Nessa mesma sala, o casal celebrou suas Bodas de Ouro e foi feito o velório do corpo de tio Ozimo. A decoração da sala, com móveis de madeira preta, cobertos por panos de renda e bibelôs de louças seguia o mesmo padrão da mobília da casa. O teto era forrado com madeiras vindas de Portugal, num tom branco azul e celeste.  Nesse local, também, foi festejado o aniversário de quinze anos de Simone.

Na parte de baixo do Sobrado, ficavam os cinco salões que compunham a Farmácia. No primeiro salão, com portas para as duas ruas e mais uma que se ligava ao corredor de entrada da Casa, ficava a Farmácia, a área comercial, com um balcão de madeira e vidros que separavam os clientes do dono. Na parte interna, enormes armários de madeira e portas de vidro, cheios de remédios. No centro, um móvel grande, que abrigava a caixa registradora e outras tantas coisas. Um cofre de puro aço, que servia para guardar os pertences valiosos do Sobrado, juntava-se aos móveis da Farmácia. Nos outros salões dos fundos, ficava o laboratório, onde o Dr. Ozimo fazia as receitas e fabricava a saúde do povo vianense, além do armazenamento de medicamentos que chegavam de São Luís. Tio Ozimo, enquanto pôde, fez a sua caminhada pelos campos de Viana, ao mesmo tempo em que aproveitava para estudar a fauna e flora da cidade. Ao retornar de seu passeio matinal, recolhia a sacola de pão, presa no corrimão da escada, que, a essa altura, o padeiro já havia deixado, com pães quentinhos do dia.

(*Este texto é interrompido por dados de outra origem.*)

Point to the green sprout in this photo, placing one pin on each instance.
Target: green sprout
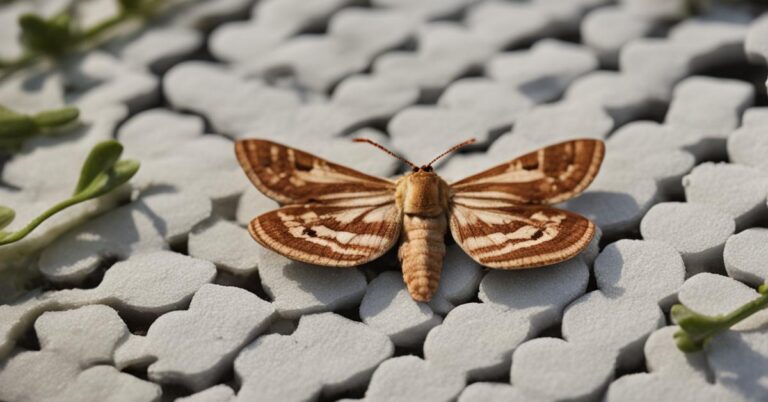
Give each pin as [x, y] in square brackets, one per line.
[15, 127]
[55, 36]
[697, 329]
[102, 172]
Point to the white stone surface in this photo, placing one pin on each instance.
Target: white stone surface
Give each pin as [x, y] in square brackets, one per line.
[325, 355]
[219, 322]
[697, 231]
[227, 245]
[297, 288]
[409, 378]
[746, 259]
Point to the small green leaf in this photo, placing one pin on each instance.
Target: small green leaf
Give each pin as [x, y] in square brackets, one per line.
[49, 36]
[56, 117]
[6, 216]
[102, 158]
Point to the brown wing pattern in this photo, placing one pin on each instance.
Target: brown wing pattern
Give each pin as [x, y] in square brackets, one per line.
[290, 176]
[342, 235]
[550, 175]
[515, 237]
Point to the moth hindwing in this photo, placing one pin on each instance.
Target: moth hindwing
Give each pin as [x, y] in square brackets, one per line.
[336, 216]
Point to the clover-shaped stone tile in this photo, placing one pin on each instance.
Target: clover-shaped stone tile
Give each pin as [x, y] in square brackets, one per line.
[544, 71]
[326, 355]
[538, 294]
[219, 322]
[640, 268]
[746, 258]
[154, 221]
[738, 190]
[476, 339]
[748, 144]
[697, 231]
[298, 288]
[272, 23]
[106, 384]
[226, 244]
[411, 378]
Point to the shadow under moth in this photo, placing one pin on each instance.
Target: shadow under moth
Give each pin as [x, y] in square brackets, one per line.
[336, 216]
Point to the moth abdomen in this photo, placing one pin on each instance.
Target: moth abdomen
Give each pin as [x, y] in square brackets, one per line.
[421, 253]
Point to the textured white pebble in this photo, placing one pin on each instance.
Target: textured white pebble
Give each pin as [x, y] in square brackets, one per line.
[271, 24]
[87, 335]
[459, 280]
[476, 339]
[497, 101]
[101, 80]
[748, 145]
[143, 286]
[615, 204]
[298, 288]
[712, 106]
[164, 129]
[640, 268]
[649, 137]
[663, 357]
[562, 370]
[216, 393]
[666, 167]
[155, 221]
[712, 295]
[445, 52]
[232, 105]
[494, 391]
[557, 122]
[33, 376]
[388, 307]
[697, 231]
[756, 44]
[219, 322]
[106, 384]
[740, 362]
[619, 324]
[544, 71]
[746, 257]
[153, 283]
[73, 256]
[539, 294]
[355, 35]
[326, 355]
[252, 204]
[624, 97]
[161, 48]
[738, 190]
[608, 29]
[409, 378]
[227, 245]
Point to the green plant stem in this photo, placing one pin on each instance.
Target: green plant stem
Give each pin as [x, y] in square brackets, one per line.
[20, 234]
[697, 329]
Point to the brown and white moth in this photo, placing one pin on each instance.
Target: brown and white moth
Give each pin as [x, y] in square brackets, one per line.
[336, 216]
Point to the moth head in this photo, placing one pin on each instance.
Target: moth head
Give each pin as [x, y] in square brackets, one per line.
[414, 168]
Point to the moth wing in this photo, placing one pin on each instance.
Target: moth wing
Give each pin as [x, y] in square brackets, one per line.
[547, 176]
[341, 235]
[291, 176]
[514, 237]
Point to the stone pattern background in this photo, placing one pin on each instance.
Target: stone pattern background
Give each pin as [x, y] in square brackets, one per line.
[158, 293]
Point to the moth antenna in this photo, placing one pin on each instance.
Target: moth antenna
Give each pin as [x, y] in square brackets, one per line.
[381, 147]
[453, 149]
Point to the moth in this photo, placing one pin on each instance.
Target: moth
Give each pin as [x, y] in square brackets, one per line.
[336, 216]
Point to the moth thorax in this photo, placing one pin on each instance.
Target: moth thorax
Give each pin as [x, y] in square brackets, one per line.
[424, 194]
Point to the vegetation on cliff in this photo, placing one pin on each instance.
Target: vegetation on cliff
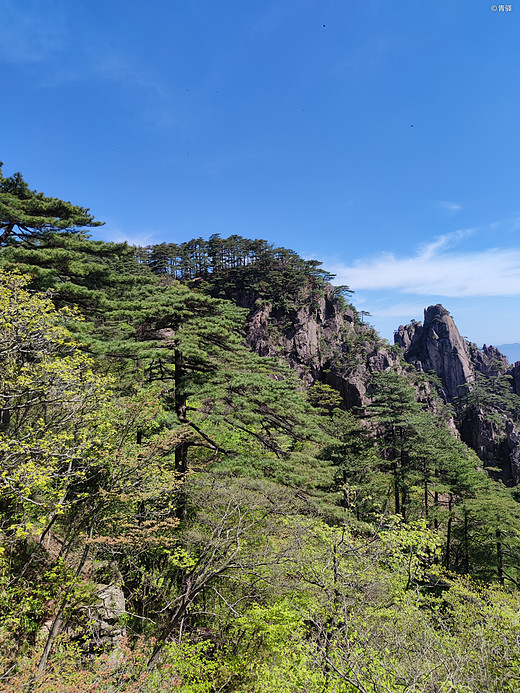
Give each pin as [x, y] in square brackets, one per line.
[258, 536]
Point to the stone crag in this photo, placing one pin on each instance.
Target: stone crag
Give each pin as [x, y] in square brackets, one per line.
[436, 345]
[322, 341]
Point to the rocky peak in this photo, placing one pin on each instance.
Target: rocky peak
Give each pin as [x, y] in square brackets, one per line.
[436, 345]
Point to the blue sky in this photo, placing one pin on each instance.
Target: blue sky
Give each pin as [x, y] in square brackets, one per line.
[379, 137]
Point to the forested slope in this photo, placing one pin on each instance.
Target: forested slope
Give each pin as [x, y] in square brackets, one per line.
[216, 477]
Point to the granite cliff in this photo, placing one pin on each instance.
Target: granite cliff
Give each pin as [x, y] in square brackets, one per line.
[480, 384]
[322, 340]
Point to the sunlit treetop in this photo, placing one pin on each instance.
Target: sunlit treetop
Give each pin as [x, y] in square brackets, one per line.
[26, 214]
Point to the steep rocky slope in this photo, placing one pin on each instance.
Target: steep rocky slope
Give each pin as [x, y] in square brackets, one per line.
[476, 381]
[323, 340]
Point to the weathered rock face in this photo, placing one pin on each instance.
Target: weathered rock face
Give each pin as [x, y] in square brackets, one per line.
[498, 446]
[514, 372]
[106, 616]
[322, 342]
[438, 346]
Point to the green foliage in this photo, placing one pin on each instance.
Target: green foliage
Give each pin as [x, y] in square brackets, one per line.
[27, 214]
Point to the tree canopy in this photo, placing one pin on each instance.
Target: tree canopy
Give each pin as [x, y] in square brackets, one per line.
[27, 214]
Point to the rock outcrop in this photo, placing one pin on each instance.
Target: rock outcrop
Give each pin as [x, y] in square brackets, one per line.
[436, 345]
[322, 341]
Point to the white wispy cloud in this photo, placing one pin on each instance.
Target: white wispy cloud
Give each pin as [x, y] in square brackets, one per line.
[399, 310]
[449, 207]
[116, 235]
[437, 269]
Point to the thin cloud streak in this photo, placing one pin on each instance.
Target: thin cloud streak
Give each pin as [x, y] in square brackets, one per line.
[433, 270]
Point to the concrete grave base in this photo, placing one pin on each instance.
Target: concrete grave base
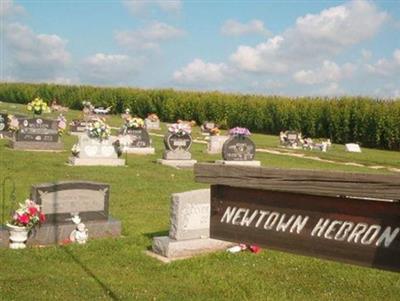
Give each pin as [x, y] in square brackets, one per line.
[49, 234]
[75, 161]
[36, 146]
[177, 163]
[240, 163]
[179, 249]
[77, 133]
[139, 150]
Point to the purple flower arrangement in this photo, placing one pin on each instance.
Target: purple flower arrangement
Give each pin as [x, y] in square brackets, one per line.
[238, 131]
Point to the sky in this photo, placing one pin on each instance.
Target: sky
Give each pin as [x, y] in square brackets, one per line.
[293, 48]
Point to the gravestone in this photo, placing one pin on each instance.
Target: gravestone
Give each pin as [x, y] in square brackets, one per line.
[206, 127]
[152, 125]
[136, 141]
[60, 201]
[94, 152]
[4, 125]
[78, 126]
[190, 227]
[176, 152]
[3, 122]
[36, 134]
[239, 150]
[215, 144]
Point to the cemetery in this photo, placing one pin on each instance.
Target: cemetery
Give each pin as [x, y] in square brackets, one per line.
[149, 216]
[200, 150]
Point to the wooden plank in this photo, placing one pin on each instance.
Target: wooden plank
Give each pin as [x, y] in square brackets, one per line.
[349, 230]
[301, 181]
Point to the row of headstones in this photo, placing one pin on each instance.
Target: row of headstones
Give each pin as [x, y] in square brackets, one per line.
[39, 133]
[64, 202]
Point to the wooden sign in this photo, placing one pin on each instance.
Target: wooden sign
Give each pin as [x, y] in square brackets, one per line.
[343, 227]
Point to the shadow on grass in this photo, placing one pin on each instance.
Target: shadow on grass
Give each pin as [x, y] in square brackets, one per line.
[107, 290]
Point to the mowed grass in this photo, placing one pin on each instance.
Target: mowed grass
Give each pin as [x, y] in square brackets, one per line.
[118, 269]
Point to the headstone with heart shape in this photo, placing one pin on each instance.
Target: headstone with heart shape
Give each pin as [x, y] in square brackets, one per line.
[177, 146]
[36, 134]
[238, 148]
[177, 152]
[93, 151]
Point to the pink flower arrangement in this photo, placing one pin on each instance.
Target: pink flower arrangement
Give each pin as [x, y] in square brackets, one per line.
[62, 124]
[180, 129]
[28, 215]
[13, 123]
[238, 131]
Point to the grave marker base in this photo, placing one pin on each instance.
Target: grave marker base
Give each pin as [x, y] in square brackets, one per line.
[180, 249]
[75, 161]
[36, 146]
[240, 163]
[49, 234]
[139, 150]
[177, 163]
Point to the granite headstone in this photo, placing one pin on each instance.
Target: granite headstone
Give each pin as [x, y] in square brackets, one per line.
[60, 200]
[37, 130]
[238, 148]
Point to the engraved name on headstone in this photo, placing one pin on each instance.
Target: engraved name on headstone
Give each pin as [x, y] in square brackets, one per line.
[37, 130]
[238, 148]
[60, 200]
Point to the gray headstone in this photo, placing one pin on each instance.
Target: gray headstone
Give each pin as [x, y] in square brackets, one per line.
[152, 125]
[139, 137]
[3, 122]
[215, 144]
[59, 200]
[177, 142]
[94, 148]
[37, 130]
[78, 126]
[238, 148]
[190, 215]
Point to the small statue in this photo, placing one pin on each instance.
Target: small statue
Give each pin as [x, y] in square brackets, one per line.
[81, 234]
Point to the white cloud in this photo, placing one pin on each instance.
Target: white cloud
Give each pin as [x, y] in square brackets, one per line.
[366, 54]
[328, 72]
[200, 72]
[149, 37]
[386, 66]
[235, 28]
[140, 7]
[31, 56]
[262, 58]
[332, 89]
[314, 37]
[9, 8]
[109, 69]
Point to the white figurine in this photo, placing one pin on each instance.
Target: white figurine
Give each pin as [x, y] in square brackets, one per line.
[81, 234]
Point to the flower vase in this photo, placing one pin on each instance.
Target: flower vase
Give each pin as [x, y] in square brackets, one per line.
[18, 236]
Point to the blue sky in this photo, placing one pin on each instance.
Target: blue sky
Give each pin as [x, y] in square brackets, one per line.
[291, 48]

Tio Zezico, irmão da minha mãe, trabalhou desde os catorze anos na Farmácia e contava que a Farmácia ficava aberta de domingo a domingo, sempre fechando às vinte horas e somente no dia primeiro do ano não abria. Em sua porta, ao cair da tarde e início da noite, juntavam-se os homens para uma breve conversa. Era nesse canto que se fazia a maior batalha de queima de boi da história de Viana, muito apreciada pela família de meu pai, o senhor Joaquim Gomes. O renomado médico Dr. Aquiles Lisboa assistiu a uma dessas batalhas do alto do Sobrado e não resistiu. Vendo a casa toda forrada com cortinas e toalhas para evitar a entrada de fumaça, enquanto lá embaixo, os homens jogavam fogo no lombo do boi, ao toque dos tambores e da gritaria dos brincantes e acompanhantes, disse ao Seu Ozimo, “que aquilo não era coisa de gente, era coisa de loucos, de animais”.

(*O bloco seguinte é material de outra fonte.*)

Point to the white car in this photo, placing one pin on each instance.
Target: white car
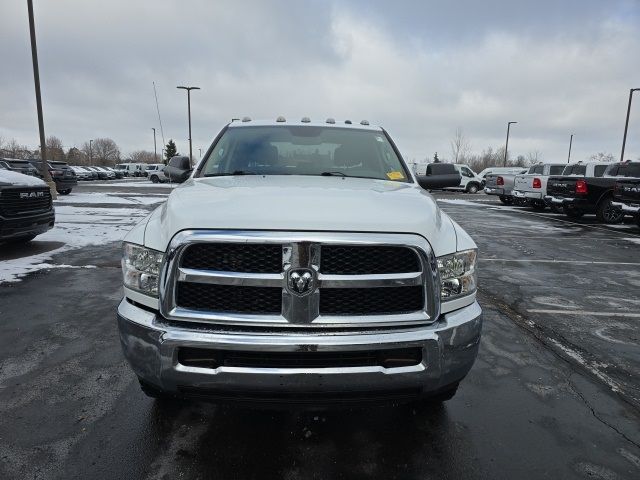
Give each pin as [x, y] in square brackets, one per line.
[301, 260]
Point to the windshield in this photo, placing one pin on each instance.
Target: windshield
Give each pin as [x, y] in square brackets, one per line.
[304, 150]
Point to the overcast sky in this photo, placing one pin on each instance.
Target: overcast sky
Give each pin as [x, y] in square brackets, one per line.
[420, 69]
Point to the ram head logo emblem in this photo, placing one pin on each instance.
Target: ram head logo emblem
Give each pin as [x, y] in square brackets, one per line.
[300, 281]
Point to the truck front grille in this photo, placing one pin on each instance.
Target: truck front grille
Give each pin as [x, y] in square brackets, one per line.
[356, 260]
[314, 280]
[229, 299]
[371, 301]
[22, 201]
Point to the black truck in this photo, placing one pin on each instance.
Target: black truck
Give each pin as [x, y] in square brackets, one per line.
[61, 173]
[579, 195]
[626, 193]
[26, 209]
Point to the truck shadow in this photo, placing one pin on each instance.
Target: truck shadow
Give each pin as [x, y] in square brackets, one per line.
[399, 441]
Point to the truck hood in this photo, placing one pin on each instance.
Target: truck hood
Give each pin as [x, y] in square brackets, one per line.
[8, 177]
[299, 203]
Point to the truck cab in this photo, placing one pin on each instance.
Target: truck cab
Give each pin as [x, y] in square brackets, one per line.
[301, 262]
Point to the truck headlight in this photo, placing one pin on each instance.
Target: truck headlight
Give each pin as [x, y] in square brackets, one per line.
[457, 274]
[140, 268]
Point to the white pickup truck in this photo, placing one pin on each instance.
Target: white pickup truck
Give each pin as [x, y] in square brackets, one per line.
[531, 187]
[304, 262]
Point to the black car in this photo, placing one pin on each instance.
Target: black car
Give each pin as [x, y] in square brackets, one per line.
[626, 192]
[26, 209]
[20, 166]
[178, 169]
[582, 195]
[63, 176]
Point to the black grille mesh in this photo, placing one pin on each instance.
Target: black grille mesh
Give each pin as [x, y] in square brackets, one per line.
[371, 301]
[11, 204]
[362, 260]
[230, 299]
[234, 257]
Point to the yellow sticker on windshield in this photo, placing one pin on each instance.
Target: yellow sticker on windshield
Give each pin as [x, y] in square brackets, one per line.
[395, 176]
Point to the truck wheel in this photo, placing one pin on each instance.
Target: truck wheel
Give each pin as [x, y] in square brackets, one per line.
[539, 205]
[606, 213]
[572, 212]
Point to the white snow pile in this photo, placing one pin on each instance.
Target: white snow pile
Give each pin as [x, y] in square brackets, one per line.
[75, 227]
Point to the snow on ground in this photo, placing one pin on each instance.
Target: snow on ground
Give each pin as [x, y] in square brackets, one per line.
[111, 198]
[75, 227]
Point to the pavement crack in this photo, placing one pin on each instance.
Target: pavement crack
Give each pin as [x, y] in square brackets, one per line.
[579, 394]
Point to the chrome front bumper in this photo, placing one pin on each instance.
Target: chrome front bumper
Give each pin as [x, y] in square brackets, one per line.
[625, 207]
[151, 345]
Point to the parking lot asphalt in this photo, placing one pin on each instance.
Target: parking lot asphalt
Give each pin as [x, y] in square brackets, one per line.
[553, 394]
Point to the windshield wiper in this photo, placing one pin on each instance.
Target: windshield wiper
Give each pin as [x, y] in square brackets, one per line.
[235, 172]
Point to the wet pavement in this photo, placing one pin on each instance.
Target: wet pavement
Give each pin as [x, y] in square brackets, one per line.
[552, 395]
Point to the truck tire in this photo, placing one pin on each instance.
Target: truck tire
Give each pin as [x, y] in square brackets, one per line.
[608, 214]
[473, 188]
[572, 212]
[538, 205]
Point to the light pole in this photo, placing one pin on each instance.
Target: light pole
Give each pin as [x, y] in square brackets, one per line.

É por tudo isso que penso que os sobrados são espaços de histórias. Espaços de um tempo. Um espaço antropológico, como afirma Merleau-Ponty, um lugar existencial. Se não está de pé, se esvai com o tempo e vira pó. Reerguido, reconstruído, será a volta de um tempo. Como o tempo que foi costurado pelo casal Florita e Ozimo Carvalho e que não é só mais dele.